Step 3: Assign a custom scheduler to a pod

  1. Create a file named dep-with-koordinator.yaml with the following content.

    The file describes a Deployment application where the Pod template specifies a custom scheduler named koord-scheduler.
    apiVersion: apps/v1
    kind: Deployment
    metadata:
      name: dep-with-koordinator
      labels:
        app: dep-with-koordinator
    spec:
      replicas: 1
      selector:
        matchLabels:
          app: dep-with-koordinator
      template:
        metadata:
          labels:
            app: dep-with-koordinator
            # Specify the compute class as gpu-hpn. Custom schedulers are not supported for other compute types.
            alibabacloud.com/compute-class: gpu-hpn
        spec:
          containers:
          - name: demo
            image: registry.cn-hangzhou-finance.aliyuncs.com/acs/stress:v1.0.4
            command:
            - "sleep"
            - "infinity"
          restartPolicy: Always
          # Specify the scheduler name as koord-scheduler. The name must match the one configured in Step 1.
          schedulerName: koord-scheduler
  2. Submit the pod to the ACS cluster.

    kubectl apply -f dep-with-koordinator.yaml
  3. Check the schedulerName in the Pod configuration.

    kubectl get pod -lapp=dep-with-koordinator -o custom-columns=NAME:.metadata.name,schedulerName:.spec.schedulerName

    Expected output:

    # The pod specifies the custom scheduler named koord-scheduler.
    NAME                               schedulerName
    dep-with-koordinator-xxxxx-xxxxx   koord-scheduler

FAQ

PVC scheduling error: Insufficient attachable-volumes-xxx

This issue does not occur with the default Kubernetes scheduler. This is because some custom schedulers, when processing PersistentVolumeClaim (PVC) resources, require the node's Container Storage Interface (CSI) Node object to exist or to have reported capacity information for the corresponding CSI driver.

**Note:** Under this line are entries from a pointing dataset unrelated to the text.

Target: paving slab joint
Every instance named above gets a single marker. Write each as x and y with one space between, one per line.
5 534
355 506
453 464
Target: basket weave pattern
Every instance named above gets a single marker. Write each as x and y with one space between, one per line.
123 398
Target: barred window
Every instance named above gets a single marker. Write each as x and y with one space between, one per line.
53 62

If a node does not meet these conditions, the scheduler may incorrectly determine that resources are insufficient.

To resolve this, configure the scheduler to ignore specific CSI drivers. For example, when using the Volcano scheduler, you can add the --ignored-provisioners=${csi-driver-name} launch parameter:

# You can specify multiple drivers, separated by commas.
--ignored-provisioners=povplugin.csi.alibabacloud.com

Adjust the parameter based on the CSI driver you are using.

Resource insufficiency errors: resource in cluster is overused or queue resource quota insufficient

This issue does not occur with the default Kubernetes scheduler. This is because some custom schedulers convert the capacity values of non-CPU or non-memory resources, such as ephemeral-storage, to milli-units. Because virtual nodes report a very large capacity by default, this conversion can cause a 64-bit integer overflow. This causes the scheduler to miscalculate the remaining capacity of the node or cluster as a negative value, triggering a resource insufficiency error. Submit a ticket to technical support to resolve this issue.